Le travail de Louise Lawler opère en glissant ; un mouvement continu qui trouve son origine dans les œuvres, qui s’étire et qui enfle, pour remplir l’espace mental les séparant de leurs observateurs.

Sur les murs de la Galerie Yvon Lambert, collées à l’adhésif noir, des images dessinent des scènes d’intérieur très faiblement contextualisées mais chargées d’œuvres d’art. Ces images reprennent les photographies que réalise l’artiste. Prises dans des musées, des foires, chez des collectionneurs et dans des entrepôts, partout où les œuvres transitent, où cohabitent logiques spatiales et esthétiques, soit autant de micro histoires, parfois longues comme une vie, parfois juste le temps d’une vente. Passées à la bichromie ces images font un pas supplémentaire vers une mise en abîme de leur sujet. L’idée de l’œuvre, qui initialement n’était déjà qu’une poupée russe placée à l’intérieur d’une autre poupée, elle-même certainement creuse et féconde d’autres poupées, toutes représentant des expériences différentes et pourtant absolument liées, devient un signe. Une simple succession de traits noirs, hygiénique et mécanique.

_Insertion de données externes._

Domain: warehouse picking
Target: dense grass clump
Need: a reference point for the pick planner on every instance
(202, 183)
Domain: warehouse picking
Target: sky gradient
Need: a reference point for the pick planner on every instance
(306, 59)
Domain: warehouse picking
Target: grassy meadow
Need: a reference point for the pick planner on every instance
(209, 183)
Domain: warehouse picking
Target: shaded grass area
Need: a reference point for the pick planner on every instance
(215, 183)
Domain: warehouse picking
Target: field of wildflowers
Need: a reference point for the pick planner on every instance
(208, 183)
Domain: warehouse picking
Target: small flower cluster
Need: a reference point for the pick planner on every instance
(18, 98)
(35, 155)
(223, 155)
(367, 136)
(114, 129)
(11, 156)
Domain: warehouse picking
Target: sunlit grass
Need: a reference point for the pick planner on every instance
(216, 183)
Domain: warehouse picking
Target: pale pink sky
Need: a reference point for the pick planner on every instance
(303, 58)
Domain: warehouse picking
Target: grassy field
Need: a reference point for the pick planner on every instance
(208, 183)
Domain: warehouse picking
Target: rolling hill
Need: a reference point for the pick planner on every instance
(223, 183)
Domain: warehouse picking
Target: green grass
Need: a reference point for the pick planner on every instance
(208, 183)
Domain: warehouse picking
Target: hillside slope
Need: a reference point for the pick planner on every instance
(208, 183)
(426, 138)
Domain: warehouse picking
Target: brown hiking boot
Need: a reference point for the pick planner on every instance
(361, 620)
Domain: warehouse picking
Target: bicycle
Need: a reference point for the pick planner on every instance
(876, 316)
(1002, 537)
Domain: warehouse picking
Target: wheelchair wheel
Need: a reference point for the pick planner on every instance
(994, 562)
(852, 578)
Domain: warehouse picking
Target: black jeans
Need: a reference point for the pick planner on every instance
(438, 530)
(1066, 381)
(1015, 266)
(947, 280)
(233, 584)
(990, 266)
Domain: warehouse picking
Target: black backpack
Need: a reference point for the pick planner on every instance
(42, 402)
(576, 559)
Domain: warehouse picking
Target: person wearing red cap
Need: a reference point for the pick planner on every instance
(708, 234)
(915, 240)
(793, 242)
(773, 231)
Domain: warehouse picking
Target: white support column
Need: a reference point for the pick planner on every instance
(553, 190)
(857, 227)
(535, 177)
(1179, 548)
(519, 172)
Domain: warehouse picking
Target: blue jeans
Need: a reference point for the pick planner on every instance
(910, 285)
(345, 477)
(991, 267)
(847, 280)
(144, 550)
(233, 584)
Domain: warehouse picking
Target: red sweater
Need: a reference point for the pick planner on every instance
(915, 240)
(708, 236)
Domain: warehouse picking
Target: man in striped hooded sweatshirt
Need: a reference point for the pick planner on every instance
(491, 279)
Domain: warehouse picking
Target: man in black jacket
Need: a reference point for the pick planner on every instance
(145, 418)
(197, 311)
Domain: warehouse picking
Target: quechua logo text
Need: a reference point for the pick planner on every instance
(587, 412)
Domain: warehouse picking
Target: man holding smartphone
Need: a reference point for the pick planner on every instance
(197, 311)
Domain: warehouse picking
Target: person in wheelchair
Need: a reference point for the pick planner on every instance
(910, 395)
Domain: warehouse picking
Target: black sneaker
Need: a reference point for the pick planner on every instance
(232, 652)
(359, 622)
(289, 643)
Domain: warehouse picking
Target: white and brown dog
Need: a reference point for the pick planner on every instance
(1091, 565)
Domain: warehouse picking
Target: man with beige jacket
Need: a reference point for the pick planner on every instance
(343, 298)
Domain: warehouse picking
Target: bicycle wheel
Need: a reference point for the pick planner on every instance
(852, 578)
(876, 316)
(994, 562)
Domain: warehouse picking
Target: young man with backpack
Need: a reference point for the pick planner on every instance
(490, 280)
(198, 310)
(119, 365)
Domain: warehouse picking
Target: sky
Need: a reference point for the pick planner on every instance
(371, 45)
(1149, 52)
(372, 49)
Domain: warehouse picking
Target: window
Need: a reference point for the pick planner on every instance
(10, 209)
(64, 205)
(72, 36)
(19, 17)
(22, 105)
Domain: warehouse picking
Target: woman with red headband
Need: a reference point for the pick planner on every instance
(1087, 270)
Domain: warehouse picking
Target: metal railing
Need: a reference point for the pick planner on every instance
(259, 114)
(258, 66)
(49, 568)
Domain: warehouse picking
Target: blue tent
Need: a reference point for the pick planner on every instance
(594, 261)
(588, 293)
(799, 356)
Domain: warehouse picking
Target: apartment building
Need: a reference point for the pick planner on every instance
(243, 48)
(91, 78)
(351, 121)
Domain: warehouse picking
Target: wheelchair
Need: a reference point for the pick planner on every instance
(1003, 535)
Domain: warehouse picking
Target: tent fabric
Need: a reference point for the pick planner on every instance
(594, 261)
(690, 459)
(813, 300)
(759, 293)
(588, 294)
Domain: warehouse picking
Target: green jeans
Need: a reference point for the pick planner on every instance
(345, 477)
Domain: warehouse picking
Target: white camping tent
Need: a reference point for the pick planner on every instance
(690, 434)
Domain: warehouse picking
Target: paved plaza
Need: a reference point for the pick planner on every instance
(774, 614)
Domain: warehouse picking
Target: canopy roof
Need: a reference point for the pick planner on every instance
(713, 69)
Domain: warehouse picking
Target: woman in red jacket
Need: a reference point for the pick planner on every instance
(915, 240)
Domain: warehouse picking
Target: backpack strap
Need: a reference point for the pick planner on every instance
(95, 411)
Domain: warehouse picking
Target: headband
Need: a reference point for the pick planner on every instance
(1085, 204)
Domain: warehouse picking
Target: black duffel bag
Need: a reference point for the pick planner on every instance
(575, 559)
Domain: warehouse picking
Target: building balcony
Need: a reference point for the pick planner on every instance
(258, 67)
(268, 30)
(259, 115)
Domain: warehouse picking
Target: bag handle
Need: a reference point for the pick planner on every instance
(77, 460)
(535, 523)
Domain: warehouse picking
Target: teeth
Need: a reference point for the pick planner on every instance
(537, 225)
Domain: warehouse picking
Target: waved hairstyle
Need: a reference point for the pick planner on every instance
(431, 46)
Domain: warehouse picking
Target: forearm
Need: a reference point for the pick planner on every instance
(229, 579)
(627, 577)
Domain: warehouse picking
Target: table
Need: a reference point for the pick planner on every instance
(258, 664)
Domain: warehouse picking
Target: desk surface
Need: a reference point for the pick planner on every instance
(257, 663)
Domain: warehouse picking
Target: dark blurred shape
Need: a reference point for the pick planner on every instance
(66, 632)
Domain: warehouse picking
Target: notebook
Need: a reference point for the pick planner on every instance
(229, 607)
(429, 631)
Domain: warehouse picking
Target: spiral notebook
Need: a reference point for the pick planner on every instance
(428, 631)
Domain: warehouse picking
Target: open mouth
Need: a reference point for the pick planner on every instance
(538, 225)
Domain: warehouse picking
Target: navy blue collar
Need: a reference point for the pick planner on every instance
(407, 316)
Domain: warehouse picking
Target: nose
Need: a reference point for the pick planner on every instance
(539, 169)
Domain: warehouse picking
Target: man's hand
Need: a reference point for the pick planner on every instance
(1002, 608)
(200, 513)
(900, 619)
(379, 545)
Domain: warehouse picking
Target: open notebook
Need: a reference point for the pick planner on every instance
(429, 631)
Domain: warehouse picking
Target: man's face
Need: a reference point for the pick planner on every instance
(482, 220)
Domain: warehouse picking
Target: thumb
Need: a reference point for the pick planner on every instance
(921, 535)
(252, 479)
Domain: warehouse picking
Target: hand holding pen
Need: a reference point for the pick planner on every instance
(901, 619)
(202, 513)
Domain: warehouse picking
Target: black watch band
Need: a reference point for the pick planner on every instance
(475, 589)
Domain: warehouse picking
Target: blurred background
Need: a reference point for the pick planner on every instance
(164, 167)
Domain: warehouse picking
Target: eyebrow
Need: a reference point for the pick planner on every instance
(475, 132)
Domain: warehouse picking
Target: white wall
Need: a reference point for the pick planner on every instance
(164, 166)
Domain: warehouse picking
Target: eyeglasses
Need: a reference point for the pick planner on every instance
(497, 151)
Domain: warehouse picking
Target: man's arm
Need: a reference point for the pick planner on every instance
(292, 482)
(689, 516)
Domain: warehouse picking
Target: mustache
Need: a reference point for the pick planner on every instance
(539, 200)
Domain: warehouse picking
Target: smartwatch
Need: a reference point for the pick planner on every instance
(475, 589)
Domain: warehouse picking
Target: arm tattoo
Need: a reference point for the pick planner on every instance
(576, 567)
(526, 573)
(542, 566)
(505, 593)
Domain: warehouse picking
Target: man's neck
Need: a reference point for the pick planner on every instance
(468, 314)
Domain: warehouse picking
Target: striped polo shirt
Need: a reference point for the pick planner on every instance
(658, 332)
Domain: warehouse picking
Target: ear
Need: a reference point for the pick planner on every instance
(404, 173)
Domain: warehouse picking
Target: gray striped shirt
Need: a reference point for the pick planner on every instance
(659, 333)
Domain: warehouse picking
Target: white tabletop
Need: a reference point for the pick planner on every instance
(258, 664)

Malgré cette digression Fontana est toujours aussi incisif, On Kawara compte les jours, Damien Hirst tranche un veau en deux, les titres et les détails ne changent pas ; ce qui varie c’est le travail de Louise Lawler, tel un filtre déposé par-dessus chacune d’elles il donne une profondeur inattendue à la lecture de ce mur où presque rien ne se passe. Il s’agit du filtre de l’observateur, celui de l’expérience, du connaisseur qui reconnaît et déchiffre les signes, qui les empile dans son champ de vision, et qui joue avec comme à un jeu de massacre.

En ôtant de son travail toute forme de sensualité, l’artiste parvient à mettre l’observateur de son œuvre face à la lui-même, à ses propres connaissances, à son bagage d’habitudes et de réflexes. L’effet est immédiat, mais ne se prononce pas sur ceux qui, devant elle, se présenteraient sans aucune de ces connaissances, vierges de toute facilité. À ceux-là, l’œuvre de Louise Lawler offre le plus pur des langages barbares.